Monica's other obsessions include baking, painting and yoga. She is currently working on a collection of longer stories, which includes THE CASTLE ON THE TREE, and a novel.

How Monica Strina's THE CASTLE ON THE TREE came to be.

A few different elements contributed to the genesis of this story. Firstly, something that happened to a young man I knew growing up. He was more of an acquaintance than a friend, even though there was a time, in our late teens, when we became a little closer. To me he seemed the epitome of what anyone would want to be: kind, handsome, talented, a gymnastics champion, always smiling and upbeat, with a loving family and a lot of friends. That's why the news of his suicide shocked me so much. Then came Chester Bennington's death. I admire his music so much I often include his lyrics in my writing. These tragedies made me wonder about the reasons why someone who seems to 'have everything' would take their own lives; about the extreme loneliness they must feel even when surrounded by people who love them; about how we really cannot know the real reasons that push a person to take such an extreme decision; about all the commonplace comments we read or make ourselves without really understanding.

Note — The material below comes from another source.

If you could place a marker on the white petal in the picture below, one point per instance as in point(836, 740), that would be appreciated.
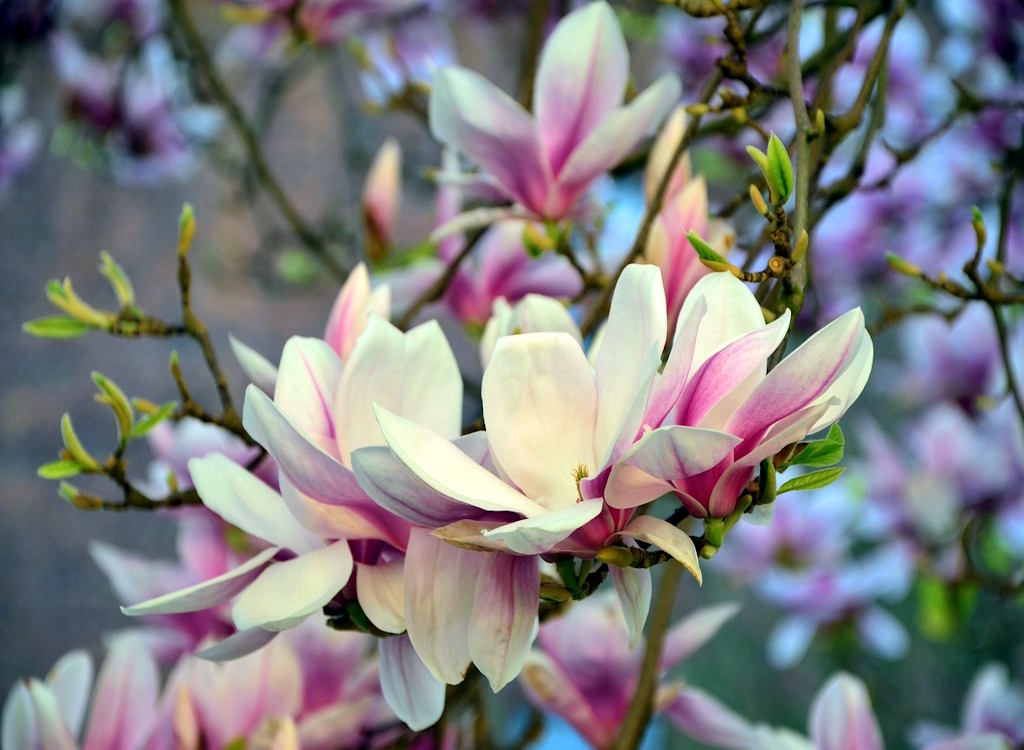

Also, one day, at a friend's, I saw an idyllic tree house and this sparked up a memory of an idea I had in Sardinia when I saw a little wooden shack in a playground. There was a tiny shelf above the one glassless window, and I fantasised about two children hiding a note there, and one of them finding it again as an adult.

As for the title, I was going to call it 'The House On The Hill' until I heard Ed Sheeran's 'The Castle On The Hill,' and then it came to me that, for the characters in this story, the little house is a fortress, a place where pain and sorrow cannot reach them.